The problem isn't designing a nice walk API; it's integrating it with pathlib.* It seems fundamental to the design of pathlib that Path objects never cache anything. But the whole point of using something like fts is to do as few filesystem calls as possible to get the information you need; if it throws away everything it did and forces you to retrieve the same information gain (possibly even in a less efficient way), that kind of defeats the purpose. Even besides efficiency, having those properties all nicely organized and ready for you can make the code simpler. 

Anyway, if you don't want either the efficiency or the simplicity, and just want an iterable of filenames or Paths, you might as well just use the wrapper around the existing os.walk that I wrote above. To make it works with Path objects:

    def flatpathwalk(root, *args, **kwargs):

        return map(path.Path, flatwalk(str(root), *args, **kwargs))

And then to use those Path objects:

    matches = (path for path in flatpathwalk(root) if pattern.match(str(path)))

> For the general case it's probably easier to use os.walk(). But there are probably some 
> common uses that deserve better direct support in e.g. the glob module. Would just a way 
> to recursively search for matches using e.g. "**.txt" be sufficient? If not, can you 
> specify what else you'd like? (Just " find-like" is too vague.)>--Guido (mobile)

pathlib already has a glob method, which handles '*/*.py' and even recursive '**/*.py' (and a match method to go with it). If that's sufficient, it's already there. Adding direct support for Path objects in the glob module would just be a second way to do the exact same thing. And honestly, if open, os.walk, etc. aren't going to work with Path objects, why should glob.glob?

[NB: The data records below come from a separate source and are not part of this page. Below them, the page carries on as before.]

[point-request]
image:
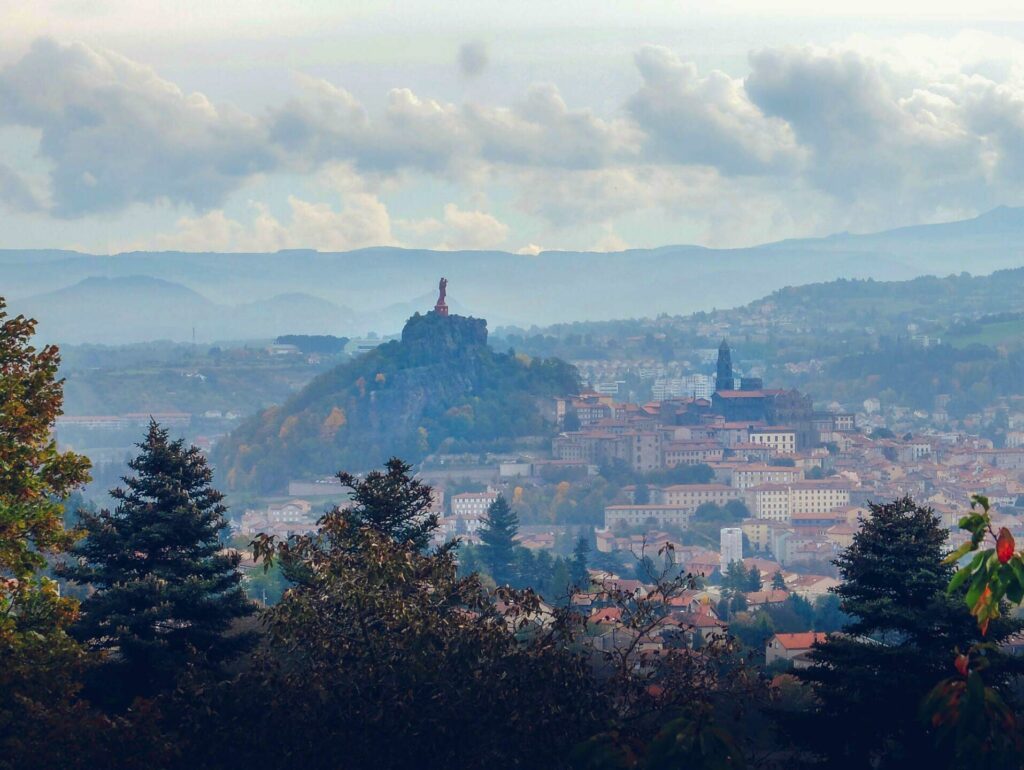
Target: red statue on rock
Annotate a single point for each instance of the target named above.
(441, 308)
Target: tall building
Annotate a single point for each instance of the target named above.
(724, 379)
(731, 547)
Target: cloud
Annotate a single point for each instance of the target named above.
(361, 221)
(472, 229)
(709, 121)
(473, 58)
(877, 124)
(15, 193)
(610, 242)
(116, 133)
(859, 134)
(459, 229)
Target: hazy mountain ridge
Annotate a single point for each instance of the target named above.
(507, 288)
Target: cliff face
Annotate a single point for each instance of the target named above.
(440, 387)
(440, 337)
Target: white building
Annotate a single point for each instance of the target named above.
(731, 547)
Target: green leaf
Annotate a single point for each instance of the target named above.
(977, 586)
(960, 579)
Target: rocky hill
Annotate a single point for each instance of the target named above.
(439, 387)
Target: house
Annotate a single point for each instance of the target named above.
(761, 599)
(791, 646)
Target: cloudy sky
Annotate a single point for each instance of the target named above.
(527, 125)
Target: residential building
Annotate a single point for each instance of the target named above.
(731, 542)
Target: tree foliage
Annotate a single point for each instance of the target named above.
(165, 591)
(903, 629)
(498, 537)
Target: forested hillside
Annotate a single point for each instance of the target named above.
(439, 387)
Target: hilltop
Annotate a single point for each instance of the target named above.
(516, 289)
(439, 387)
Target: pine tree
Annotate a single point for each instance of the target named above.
(559, 587)
(498, 536)
(392, 503)
(166, 594)
(871, 681)
(580, 575)
(754, 580)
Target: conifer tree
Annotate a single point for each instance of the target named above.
(581, 578)
(498, 535)
(871, 681)
(166, 594)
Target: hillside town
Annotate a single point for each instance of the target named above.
(775, 492)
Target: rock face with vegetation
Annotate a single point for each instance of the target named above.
(440, 387)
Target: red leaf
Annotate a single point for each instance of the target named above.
(962, 665)
(1005, 546)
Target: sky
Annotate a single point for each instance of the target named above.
(526, 126)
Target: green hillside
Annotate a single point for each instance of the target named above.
(440, 387)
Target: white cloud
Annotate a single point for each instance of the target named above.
(473, 58)
(361, 221)
(610, 242)
(116, 133)
(708, 121)
(474, 230)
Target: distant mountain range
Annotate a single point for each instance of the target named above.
(143, 296)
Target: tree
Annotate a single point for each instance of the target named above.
(903, 629)
(44, 723)
(498, 536)
(580, 575)
(41, 665)
(559, 587)
(166, 593)
(753, 580)
(393, 503)
(570, 422)
(737, 579)
(386, 651)
(35, 477)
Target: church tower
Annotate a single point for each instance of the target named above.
(724, 379)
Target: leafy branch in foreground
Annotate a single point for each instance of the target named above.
(993, 573)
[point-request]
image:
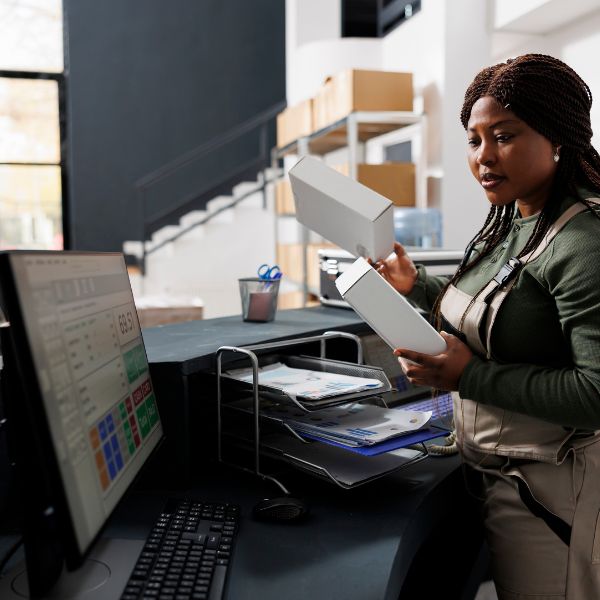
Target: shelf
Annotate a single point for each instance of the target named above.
(369, 125)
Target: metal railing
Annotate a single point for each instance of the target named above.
(249, 169)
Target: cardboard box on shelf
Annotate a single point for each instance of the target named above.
(284, 199)
(395, 181)
(360, 90)
(295, 122)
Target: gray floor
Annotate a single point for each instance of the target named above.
(486, 591)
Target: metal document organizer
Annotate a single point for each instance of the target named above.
(339, 466)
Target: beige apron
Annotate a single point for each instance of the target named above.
(540, 482)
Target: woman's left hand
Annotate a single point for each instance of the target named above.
(440, 371)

* Honestly, I think the problem here is that the pathlib module is just not useful. In a new language that used path objects--or, probably, URL objects--everywhere, it would be hard to design something better than pathlib, but as it is, while it's great for making really hairy path manipulation more readable, path manipulation never _gets_ really hairy, and os.path is already very well designed, and the fact that pathlib doesn't know how to interact with anything else in the stdlib or third-party code means that the wrapper stuff that constructs a Path on one end and calls str or bytes on the other end depending on which one you originally had adds as much complexity as you saved. But that's obviously off-topic here.